O biólogo Emmanuel Almada escreve: “O amor também é fenômeno biológico, como belamente demonstrado por Humberto Maturana. Segundo o neurobiólogo chileno, “o amor é fenômeno biológico que não requer justificação”. É o amor, a emoção, que fundamenta a socialização, uma vez que é ele que permite os encontros recorrentes entre os indivíduos.
Para Maturana, “o movimento contrário ao amor é a rejeição e a indiferença”. Convivendo com os empobrecidos e em profunda harmonia com a natureza, Francisco de Assis compreendeu que “só o amor constrói”.
Ao alargar o espectro do amor para os outros sistemas vivos, é possível compreender o amor como base de todas as alianças, não só entre humanos. É essa tendência de viver juntos, de atenção e aceitação da diferença que permitiu, ao longo da história ecológica da terra, o encontro entre espécies, inclusive entre parasitas e seus hospedeiros. Foi assim, num processo amoroso, como nos ensinou Lynn Margulis, que há bilhões de anos, na imensidão dos mares primevos, uma bactéria aeróbica penetrou em outra anaeróbica (como parasita ou como alimento, não se sabe), formando os primeiros eucariotos dos quais descendemos (Lynn, 1967, p. 14). (…) É o jogo autopoiético que caracteriza o encontro entre sistemas vivos descrito também por Maturana e Varela, onde se muda para continuar a ser (o mesmo)”.
A teoria de Maturana e Varela pode nos ajudar a compreender melhor quando Leonardo Boff, junto a pensadores de todo o mundo, afirma a espiritualidade como o desenvolvimento desta abertura interior ao amor e processo de amadurecimento interior e de plena realização humana é dimensão antropológica universal e se manifesta muito além das religiões.
Nesta festa dos santos e santas, podemos escutar de novo o chamado divino para a santidade que hoje toma forma diferente de outros tempos.
É preciso abrirmos os olhos para esse novo olhar sobre a realidade e a nossa vocação.
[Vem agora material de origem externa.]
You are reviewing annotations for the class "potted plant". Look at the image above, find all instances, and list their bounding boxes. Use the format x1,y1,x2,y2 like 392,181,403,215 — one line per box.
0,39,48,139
A festa de hoje confirma cada um e cada uma de nós nessa caminhada. Vamos em frente, com esperança de que nossa vitória não vem de uma conjuntura mais positiva e não depende de tempos favoráveis, mas sim da força do amor divino que está em nós. Esse é o segredo da santidade nossa de cada dia.
Até hoje, a comunidade ecumênica de Taizé tem uma oração muito repetida na prece do meio dia, que resume o caminho e nos diz: “Guarda-nos, Senhor, na alegria, na simplicidade e na misericórdia, segundo o Evangelho (das bem-aventuranças). Abençoa-nos nesse caminho”.